There are also warnings that the corporation’s scale and ambition might be cut back, and a root-and-branch “review” of the BBC has been set up. The government says it wants a fair debate, but stuffs its panel of experts with mostly business and management figures who have in the past been critical of the BBC and the licence fee. I don’t mind them being on it, but I do mind the woeful partiality of the process when it doesn’t also seek, in equal measure, the views of programme-makers and seasoned production figures. You can’t have a root-and-branch review if you only talk to one branch.
John Whittingdale, the culture secretary, protests that there’s no campaign to rein in the BBC. But then he protested there was no campaign to sell off C4 either. At the Royal Television Society conference two weeks ago, he protested it was not his intention to tell the BBC what programmes it should make and when it should put them out, before telling the BBC that its main news shouldn’t be broadcast at 10pm and maybe Strictly Come Dancing shouldn’t be shown on Saturday night. It’s a common political device, this one, to deny you’re going to do something and then proceed as if the act of denial is sufficient excuse for you then to go on and do it.

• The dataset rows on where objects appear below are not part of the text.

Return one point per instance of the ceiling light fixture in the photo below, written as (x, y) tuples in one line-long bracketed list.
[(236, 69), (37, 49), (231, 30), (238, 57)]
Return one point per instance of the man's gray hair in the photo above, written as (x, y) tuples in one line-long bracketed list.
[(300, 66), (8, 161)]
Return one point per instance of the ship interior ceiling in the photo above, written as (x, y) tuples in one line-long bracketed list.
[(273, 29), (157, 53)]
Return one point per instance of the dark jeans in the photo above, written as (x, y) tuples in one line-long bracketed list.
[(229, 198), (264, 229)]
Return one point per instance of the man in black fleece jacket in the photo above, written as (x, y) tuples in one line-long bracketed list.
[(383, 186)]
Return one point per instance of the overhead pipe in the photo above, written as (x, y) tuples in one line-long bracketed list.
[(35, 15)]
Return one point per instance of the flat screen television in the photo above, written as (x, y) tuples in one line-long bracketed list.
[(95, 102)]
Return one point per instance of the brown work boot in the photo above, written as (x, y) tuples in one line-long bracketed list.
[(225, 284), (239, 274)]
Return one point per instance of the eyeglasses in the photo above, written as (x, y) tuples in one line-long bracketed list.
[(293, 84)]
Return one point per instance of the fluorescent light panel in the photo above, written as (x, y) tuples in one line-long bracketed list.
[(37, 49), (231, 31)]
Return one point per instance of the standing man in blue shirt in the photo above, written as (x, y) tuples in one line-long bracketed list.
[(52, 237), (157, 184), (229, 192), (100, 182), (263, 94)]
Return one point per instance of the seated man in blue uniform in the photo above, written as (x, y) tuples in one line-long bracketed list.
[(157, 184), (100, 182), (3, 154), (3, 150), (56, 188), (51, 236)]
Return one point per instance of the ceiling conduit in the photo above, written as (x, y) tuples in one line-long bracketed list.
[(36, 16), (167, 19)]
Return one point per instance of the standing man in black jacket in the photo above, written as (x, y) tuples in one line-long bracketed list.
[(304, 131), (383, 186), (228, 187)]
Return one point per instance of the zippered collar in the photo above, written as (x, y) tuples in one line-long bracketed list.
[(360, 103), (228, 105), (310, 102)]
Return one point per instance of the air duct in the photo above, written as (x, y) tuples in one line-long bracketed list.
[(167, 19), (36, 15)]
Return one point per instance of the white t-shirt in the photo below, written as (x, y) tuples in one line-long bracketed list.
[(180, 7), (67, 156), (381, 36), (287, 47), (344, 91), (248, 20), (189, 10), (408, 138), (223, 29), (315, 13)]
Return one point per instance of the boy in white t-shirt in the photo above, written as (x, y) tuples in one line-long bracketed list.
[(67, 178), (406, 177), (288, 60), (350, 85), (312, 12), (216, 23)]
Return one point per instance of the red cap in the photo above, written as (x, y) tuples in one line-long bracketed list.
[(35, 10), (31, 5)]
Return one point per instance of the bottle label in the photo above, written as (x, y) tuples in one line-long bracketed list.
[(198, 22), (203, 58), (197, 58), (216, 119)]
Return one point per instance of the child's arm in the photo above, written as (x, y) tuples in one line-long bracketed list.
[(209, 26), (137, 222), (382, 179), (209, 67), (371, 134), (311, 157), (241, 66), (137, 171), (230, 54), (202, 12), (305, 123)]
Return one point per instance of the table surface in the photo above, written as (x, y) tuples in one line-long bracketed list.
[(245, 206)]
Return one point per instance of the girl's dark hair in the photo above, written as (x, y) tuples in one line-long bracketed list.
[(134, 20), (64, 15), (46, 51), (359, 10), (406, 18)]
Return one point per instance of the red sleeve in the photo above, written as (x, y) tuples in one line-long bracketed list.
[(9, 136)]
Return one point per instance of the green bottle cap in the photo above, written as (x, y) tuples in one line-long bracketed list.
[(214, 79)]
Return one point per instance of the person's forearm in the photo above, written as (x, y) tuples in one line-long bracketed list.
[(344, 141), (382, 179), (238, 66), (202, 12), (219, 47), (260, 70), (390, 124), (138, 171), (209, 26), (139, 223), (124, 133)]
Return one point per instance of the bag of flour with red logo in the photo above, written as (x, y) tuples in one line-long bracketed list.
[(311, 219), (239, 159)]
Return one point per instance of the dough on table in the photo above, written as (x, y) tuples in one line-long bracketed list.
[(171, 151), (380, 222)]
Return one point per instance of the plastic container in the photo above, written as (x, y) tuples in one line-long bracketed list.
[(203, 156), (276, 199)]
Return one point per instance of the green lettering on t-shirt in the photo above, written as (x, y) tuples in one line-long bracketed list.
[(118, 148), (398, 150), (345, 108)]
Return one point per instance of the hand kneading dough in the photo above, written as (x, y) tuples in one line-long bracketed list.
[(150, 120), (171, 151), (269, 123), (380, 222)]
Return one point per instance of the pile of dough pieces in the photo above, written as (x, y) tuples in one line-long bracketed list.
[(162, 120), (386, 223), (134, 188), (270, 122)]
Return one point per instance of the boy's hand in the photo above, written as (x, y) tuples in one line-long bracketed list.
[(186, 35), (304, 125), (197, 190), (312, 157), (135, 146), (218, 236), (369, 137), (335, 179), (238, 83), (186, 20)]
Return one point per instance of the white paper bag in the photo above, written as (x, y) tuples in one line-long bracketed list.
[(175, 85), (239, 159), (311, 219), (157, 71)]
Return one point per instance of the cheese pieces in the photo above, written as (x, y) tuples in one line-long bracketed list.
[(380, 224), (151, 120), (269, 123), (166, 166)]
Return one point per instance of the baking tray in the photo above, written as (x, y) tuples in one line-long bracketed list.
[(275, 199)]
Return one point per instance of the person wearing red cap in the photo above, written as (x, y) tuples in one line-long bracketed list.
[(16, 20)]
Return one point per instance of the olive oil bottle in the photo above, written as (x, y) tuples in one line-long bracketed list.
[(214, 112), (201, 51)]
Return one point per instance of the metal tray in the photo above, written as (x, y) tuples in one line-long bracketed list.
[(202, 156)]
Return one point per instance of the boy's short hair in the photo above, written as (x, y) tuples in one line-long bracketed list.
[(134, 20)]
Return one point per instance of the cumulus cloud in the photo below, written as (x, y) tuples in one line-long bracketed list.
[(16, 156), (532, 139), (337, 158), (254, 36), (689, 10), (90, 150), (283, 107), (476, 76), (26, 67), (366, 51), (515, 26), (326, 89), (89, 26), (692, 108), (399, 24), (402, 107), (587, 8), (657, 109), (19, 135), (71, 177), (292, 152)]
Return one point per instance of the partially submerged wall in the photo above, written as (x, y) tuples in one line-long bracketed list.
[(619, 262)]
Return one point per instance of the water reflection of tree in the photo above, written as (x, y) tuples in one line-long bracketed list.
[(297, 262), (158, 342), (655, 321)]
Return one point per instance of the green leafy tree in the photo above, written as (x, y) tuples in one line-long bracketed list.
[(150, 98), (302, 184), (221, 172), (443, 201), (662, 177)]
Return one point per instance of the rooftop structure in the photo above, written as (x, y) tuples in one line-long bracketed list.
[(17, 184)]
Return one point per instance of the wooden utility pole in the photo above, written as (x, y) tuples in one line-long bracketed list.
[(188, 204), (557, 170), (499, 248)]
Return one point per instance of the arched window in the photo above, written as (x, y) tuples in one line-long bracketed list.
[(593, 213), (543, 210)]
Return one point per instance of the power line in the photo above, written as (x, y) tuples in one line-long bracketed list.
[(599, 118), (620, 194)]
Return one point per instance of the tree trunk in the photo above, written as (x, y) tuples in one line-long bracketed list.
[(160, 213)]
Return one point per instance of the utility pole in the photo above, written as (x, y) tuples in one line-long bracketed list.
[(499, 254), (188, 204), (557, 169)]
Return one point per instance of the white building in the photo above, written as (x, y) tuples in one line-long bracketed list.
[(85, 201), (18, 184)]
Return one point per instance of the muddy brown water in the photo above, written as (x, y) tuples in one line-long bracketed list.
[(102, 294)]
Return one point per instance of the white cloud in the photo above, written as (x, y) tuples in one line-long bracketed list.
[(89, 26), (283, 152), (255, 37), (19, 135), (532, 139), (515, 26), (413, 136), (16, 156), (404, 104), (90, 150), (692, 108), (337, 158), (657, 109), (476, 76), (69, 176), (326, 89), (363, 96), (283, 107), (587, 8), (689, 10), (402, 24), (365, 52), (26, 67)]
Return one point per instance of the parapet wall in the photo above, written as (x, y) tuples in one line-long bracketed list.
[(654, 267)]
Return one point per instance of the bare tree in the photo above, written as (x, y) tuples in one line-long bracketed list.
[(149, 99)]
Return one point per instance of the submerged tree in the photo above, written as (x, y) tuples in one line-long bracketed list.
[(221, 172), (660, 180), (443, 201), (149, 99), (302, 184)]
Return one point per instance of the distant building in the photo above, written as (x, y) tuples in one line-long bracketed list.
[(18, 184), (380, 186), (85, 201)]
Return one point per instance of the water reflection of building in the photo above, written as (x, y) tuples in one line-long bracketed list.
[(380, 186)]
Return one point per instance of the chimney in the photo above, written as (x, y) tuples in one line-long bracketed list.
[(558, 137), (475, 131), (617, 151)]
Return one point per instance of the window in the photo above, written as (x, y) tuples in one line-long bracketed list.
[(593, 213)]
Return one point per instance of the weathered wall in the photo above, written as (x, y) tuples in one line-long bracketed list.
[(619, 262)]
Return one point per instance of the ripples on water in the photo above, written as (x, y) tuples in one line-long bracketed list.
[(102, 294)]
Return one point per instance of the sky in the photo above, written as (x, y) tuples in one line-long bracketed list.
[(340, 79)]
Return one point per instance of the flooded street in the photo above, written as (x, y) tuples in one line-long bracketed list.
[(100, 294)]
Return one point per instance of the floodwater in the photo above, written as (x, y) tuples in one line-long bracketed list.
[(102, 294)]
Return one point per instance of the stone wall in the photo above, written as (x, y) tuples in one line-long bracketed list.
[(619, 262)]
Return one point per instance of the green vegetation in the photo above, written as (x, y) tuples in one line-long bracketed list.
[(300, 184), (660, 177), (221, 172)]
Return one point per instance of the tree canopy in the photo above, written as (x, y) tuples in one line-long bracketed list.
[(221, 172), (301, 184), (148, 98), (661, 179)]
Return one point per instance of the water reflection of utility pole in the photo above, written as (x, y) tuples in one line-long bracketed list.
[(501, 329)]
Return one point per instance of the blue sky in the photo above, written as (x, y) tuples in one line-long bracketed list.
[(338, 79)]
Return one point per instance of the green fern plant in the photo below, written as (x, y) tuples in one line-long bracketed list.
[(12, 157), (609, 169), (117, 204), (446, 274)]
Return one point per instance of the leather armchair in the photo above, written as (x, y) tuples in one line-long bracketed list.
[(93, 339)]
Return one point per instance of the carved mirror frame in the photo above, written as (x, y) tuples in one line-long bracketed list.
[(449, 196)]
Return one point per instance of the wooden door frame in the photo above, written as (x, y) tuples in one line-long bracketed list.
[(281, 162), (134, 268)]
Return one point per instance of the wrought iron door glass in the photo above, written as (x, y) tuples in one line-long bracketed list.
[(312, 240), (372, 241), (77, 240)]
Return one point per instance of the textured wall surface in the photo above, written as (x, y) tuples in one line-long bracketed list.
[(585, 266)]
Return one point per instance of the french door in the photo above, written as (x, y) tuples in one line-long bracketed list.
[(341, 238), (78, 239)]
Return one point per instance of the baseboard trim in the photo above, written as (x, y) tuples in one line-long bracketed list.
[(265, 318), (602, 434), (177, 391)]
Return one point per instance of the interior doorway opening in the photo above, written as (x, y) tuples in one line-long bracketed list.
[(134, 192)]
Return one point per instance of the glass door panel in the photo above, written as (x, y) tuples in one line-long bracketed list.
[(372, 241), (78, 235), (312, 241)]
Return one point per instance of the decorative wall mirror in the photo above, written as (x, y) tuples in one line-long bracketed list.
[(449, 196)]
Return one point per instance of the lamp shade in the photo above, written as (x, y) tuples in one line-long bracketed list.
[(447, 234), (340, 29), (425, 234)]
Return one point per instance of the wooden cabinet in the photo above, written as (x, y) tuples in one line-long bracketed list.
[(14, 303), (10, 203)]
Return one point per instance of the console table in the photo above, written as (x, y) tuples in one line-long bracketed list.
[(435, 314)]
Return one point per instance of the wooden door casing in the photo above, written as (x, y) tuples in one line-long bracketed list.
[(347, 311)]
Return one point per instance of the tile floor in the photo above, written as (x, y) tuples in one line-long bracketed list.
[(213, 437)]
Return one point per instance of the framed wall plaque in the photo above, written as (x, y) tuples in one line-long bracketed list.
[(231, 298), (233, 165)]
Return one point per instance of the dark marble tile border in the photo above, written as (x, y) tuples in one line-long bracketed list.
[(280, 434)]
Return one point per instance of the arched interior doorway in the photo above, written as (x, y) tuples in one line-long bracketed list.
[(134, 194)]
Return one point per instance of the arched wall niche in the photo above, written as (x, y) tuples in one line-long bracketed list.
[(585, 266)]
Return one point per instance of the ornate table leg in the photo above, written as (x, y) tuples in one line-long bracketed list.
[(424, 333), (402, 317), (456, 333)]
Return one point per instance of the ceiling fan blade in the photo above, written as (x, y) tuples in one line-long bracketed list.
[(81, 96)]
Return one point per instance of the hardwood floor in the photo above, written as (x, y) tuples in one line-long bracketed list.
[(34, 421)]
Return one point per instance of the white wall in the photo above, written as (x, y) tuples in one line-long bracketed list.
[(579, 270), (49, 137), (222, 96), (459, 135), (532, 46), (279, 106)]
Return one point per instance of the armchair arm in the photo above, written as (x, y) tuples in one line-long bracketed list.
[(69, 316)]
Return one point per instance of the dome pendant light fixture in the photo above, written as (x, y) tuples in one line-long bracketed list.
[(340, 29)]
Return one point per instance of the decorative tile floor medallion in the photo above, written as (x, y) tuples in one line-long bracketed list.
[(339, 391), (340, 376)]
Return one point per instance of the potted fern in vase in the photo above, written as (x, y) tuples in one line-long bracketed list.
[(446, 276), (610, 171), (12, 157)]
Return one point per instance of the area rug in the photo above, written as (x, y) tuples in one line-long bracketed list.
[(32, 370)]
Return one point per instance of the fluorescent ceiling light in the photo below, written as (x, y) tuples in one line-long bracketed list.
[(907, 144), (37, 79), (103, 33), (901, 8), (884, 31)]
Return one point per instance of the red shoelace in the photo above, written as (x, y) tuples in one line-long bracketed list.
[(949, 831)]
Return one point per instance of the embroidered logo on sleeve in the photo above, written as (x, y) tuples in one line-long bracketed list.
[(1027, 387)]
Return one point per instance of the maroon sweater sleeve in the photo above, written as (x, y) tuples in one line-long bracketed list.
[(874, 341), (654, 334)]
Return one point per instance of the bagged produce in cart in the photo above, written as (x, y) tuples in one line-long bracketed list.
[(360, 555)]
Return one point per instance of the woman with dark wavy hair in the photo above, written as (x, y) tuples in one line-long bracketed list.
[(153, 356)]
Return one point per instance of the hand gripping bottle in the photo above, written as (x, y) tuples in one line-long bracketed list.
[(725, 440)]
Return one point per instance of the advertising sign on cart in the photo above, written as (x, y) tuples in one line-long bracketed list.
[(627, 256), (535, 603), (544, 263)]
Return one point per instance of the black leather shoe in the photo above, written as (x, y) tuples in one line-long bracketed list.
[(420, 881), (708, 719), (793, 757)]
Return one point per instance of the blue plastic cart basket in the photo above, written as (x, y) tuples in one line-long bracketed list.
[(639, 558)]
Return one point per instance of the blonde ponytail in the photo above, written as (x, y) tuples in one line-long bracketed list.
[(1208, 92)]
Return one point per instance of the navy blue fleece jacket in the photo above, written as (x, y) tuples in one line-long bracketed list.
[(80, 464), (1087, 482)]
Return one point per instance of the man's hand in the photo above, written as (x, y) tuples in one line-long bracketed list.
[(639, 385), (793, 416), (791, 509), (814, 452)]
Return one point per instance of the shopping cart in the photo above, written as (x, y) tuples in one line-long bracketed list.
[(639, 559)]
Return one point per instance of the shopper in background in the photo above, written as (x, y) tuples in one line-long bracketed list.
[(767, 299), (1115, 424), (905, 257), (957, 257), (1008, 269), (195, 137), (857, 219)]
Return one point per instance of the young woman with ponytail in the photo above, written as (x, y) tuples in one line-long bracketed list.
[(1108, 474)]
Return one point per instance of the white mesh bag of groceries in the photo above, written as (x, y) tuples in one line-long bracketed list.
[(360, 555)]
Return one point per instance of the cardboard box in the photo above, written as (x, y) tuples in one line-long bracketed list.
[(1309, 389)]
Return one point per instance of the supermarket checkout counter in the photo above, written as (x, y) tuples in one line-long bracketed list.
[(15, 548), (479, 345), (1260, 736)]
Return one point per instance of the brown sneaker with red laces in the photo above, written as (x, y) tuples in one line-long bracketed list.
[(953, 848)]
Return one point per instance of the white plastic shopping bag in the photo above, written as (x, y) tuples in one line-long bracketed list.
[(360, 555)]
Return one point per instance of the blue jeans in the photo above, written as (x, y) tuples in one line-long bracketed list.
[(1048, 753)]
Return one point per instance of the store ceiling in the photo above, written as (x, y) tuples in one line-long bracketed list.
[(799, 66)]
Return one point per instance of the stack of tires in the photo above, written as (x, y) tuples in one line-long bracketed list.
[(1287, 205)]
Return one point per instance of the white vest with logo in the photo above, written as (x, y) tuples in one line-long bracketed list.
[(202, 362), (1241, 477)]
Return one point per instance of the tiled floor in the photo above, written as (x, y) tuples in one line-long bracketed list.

It’s difficult to know why all this is happening, especially in the absence of any sound economic rationale. The protests of the DCMS that they’re not attacking the BBC are, for example, knocked sideways by something a Downing Street adviser confessed in frustration to me a week ago. He said: “The trouble is we can’t put anything out there without having to get past BBC News first.” As if having to deal with what is universally acknowledged to be the best, fairest and most professional news service in the world was a monstrous inconvenience for any government.
Here, I think, is the heart of the problem. The government is annoyed that the BBC exists, that it’s successful and that it’s popular. The same goes for C4. It dresses up its attack on these bodies as some form of efficiency drive, while in reality it undermines confidence in them, batters their morale and lays so many question-marks against their future that real damage is being done to their ability to play a full role in the international market.
At the very time when any sane economist, financial adviser or management expert would urge bolstering and expanding our evidently successful TV industry, the government seeks to belittle and cheapen it. It’s a mad financial strategy, and an urgent warning to us not to believe those headlines that say that barmy economics is the monopoly of Jeremy Corbyn.
In truth, we’re good at TV. HBO, which swept the board at the Emmys, is very open about taking the BBC as its inspiration. While the other US networks churned out television by committee and commercial pressure, HBO wanted to capture quality and looked at how the BBC nurtured writers and programme-makers, and gave them freedom to push at boundaries and to aim high.
In an international market, it’s no longer an option just to sit back and wait for foreign production to come to us. We have to take our own TV talent and content and sell it abroad. The competition is no longer between the BBC, ITV, C4 and Sky, but between all UK output and the rest of the world.
If the government really wants British television to maximise its profits and become world-beating, it needs to abandon talk of cuts, reining in, trimming back, curtailing and selling off. Instead, it needs to let the talent know it has its full support to unleash its potential around the world. The alternative just isn’t good business.